Speckled trout population parameters, habitat conditions and management strategies in lakes in Nova Scotia, Canada

Amy Ryan, John L. MacMillan


A principal components analysis was conducted on the results of published reports and data sets from technical papers that include speckled trout Salvelinus fontinalis population estimates from 14 Nova Scotia lakes. The purpose of this paper was to identify the factors that influenced trout density and biomass. Population parameters, including mean fork length (cm), population density (n/ha), and population biomass (kg/ha), relative to variation in lake size, acidity, and competitor species were assessed and compared among lakes. Populations with small mean length and slow growth displayed larger fish density and biomass suggesting density-dependence.

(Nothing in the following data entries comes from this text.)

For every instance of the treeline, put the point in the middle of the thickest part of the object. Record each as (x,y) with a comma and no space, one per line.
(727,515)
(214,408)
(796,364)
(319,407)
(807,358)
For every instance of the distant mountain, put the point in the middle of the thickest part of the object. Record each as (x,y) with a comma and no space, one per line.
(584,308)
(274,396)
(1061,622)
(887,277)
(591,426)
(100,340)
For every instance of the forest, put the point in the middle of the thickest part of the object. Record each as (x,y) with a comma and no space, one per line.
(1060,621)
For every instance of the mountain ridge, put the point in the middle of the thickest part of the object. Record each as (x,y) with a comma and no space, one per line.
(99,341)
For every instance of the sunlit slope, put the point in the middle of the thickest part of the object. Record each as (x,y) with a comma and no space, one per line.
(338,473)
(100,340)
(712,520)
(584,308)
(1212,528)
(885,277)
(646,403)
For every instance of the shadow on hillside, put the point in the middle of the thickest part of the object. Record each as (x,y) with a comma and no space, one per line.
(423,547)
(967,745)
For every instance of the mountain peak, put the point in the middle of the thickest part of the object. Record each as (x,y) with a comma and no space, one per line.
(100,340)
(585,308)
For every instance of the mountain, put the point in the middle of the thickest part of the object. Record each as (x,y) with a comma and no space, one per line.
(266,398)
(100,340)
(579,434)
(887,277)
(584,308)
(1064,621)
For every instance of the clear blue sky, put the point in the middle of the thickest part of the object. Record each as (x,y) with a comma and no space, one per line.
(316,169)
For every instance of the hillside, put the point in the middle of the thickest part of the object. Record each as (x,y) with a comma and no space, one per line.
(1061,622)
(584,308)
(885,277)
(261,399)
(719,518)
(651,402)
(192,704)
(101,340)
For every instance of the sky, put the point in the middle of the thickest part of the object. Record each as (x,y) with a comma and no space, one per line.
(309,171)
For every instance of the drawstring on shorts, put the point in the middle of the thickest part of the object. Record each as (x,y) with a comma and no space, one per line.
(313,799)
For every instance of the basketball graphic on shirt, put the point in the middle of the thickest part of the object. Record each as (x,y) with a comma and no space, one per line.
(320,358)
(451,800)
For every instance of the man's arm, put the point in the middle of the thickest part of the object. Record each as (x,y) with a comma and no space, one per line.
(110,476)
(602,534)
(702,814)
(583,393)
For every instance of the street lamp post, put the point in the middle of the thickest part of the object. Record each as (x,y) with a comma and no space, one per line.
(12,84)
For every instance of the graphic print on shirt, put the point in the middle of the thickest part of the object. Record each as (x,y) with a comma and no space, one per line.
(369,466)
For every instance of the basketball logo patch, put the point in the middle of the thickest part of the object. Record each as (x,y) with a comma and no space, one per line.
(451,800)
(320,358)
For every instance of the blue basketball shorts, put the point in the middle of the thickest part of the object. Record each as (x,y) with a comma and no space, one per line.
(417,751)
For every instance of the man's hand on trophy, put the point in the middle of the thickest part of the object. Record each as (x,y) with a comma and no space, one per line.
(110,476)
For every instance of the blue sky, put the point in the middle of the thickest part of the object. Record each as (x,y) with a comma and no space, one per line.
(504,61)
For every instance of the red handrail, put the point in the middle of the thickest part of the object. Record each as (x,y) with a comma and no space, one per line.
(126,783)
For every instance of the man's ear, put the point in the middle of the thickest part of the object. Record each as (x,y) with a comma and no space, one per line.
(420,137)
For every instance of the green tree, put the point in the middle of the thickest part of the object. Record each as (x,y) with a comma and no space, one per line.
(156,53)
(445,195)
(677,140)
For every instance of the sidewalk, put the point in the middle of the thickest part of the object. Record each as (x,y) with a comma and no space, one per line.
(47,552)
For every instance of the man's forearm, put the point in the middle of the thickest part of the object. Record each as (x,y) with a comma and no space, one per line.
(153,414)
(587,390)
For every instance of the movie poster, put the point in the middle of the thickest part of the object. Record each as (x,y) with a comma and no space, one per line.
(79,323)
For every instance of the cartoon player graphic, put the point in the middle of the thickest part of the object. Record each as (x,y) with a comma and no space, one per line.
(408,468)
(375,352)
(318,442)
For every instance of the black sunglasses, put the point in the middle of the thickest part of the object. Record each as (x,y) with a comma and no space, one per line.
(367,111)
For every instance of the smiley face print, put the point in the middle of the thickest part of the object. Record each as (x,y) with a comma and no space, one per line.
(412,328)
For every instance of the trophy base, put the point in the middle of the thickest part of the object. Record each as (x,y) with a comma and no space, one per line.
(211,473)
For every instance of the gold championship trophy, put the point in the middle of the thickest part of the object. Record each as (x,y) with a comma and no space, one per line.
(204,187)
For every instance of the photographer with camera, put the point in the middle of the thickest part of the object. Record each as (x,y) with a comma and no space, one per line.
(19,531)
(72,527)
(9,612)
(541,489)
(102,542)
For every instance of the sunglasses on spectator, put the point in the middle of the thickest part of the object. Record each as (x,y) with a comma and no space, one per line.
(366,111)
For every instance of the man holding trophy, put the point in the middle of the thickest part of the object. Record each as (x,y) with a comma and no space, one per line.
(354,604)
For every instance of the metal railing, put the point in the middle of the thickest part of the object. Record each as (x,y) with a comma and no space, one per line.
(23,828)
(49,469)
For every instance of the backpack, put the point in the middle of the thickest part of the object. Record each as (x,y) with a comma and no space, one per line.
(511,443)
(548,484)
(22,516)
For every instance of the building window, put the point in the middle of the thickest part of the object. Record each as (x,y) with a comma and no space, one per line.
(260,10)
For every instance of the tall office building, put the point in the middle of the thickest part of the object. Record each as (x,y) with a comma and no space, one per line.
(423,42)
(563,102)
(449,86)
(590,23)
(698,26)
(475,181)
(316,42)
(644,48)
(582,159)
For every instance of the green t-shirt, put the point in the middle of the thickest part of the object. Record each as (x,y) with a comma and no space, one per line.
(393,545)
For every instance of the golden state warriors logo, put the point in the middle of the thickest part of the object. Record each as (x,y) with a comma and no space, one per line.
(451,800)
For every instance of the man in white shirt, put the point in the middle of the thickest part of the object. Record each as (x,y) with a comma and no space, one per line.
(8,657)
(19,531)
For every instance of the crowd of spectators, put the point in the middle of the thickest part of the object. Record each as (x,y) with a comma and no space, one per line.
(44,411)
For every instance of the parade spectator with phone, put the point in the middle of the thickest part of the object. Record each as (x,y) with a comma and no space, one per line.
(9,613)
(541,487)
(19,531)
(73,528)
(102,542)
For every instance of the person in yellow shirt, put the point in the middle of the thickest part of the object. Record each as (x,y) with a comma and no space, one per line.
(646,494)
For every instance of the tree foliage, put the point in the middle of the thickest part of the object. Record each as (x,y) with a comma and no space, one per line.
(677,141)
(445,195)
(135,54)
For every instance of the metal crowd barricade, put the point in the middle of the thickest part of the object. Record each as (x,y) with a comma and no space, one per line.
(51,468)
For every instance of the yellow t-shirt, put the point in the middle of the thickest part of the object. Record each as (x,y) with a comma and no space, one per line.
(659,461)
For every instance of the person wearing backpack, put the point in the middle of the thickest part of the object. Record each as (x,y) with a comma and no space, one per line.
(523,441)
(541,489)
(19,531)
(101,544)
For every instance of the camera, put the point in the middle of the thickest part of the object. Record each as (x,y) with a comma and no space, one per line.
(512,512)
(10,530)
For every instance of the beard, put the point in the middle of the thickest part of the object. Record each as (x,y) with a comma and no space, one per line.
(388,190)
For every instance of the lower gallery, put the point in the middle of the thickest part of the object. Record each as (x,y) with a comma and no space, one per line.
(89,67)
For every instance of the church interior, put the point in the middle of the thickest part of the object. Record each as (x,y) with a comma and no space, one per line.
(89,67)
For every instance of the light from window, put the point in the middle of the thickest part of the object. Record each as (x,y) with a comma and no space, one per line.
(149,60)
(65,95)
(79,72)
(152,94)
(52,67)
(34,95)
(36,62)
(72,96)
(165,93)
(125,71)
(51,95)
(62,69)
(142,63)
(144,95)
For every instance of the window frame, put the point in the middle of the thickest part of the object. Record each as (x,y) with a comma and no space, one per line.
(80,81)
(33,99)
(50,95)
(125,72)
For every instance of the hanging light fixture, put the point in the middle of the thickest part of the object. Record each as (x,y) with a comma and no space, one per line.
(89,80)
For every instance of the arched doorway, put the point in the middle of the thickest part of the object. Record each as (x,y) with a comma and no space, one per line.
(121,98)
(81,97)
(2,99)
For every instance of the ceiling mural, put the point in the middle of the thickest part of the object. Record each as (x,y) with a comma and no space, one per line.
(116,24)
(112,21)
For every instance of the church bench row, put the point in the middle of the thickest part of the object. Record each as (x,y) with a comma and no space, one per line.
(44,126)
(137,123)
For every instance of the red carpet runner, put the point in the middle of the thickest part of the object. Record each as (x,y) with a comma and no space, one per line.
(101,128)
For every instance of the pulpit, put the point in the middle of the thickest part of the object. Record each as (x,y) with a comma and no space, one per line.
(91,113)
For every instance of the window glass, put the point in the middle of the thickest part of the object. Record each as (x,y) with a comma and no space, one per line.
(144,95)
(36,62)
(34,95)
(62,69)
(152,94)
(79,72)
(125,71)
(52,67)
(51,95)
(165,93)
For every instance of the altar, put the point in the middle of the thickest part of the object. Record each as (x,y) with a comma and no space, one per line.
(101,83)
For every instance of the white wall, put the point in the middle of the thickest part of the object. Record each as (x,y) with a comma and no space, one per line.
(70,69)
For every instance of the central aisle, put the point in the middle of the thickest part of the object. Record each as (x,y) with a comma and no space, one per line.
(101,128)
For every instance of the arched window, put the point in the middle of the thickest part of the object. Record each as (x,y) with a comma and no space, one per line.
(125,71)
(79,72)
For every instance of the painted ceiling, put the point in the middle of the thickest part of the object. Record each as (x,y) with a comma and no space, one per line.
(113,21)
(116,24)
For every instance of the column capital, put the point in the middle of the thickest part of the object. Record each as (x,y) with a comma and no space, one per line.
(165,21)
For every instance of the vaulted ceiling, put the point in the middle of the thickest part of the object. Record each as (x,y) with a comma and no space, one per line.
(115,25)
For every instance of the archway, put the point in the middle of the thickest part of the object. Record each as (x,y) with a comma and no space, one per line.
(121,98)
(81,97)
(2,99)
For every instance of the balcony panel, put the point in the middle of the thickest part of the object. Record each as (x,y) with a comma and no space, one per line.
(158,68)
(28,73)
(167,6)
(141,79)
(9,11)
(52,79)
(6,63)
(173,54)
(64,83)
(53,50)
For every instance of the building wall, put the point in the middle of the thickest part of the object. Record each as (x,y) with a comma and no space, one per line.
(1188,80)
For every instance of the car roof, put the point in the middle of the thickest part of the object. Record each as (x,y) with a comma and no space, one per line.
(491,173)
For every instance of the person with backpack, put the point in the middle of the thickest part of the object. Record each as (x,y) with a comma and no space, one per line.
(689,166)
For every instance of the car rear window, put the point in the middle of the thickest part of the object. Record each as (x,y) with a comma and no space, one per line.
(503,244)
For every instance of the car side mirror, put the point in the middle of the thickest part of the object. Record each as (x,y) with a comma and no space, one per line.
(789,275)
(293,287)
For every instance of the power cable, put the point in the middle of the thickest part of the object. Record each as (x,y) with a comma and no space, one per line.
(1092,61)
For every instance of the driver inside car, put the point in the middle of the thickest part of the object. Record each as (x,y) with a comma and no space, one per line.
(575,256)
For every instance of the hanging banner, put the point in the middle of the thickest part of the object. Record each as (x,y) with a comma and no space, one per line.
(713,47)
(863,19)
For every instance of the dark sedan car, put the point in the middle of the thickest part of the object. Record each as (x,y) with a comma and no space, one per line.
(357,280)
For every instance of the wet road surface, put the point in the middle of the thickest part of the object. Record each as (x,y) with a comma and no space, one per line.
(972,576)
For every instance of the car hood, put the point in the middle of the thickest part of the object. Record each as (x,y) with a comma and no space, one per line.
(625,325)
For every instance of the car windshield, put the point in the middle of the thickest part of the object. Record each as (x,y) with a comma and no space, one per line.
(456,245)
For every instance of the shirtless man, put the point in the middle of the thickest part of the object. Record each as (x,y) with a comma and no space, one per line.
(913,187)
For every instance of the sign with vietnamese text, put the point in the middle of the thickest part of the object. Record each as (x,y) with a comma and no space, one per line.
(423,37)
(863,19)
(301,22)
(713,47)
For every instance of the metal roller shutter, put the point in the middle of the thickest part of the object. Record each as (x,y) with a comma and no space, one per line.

Acidic conditions potentially impact spawning potential and reduced recruitment that resulted in small population density and larger trout. The number of other fish species present in the lakes was used as an index of competition and had the greatest impact on trout density and biomass in Nova Scotia lakes. Yellow perch seemed to have the most impact of all the competitor species. In five lakes that contained yellow perch the mean trout population biomass was 0.19 kg-ha-1 (0.2,SD) compared to 4.5 kg-ha-1 (0.26, SD) in eight lakes that did not contain perch species. Lentic habitat conditions can greatly influence the potential success of different fisheries management strategies.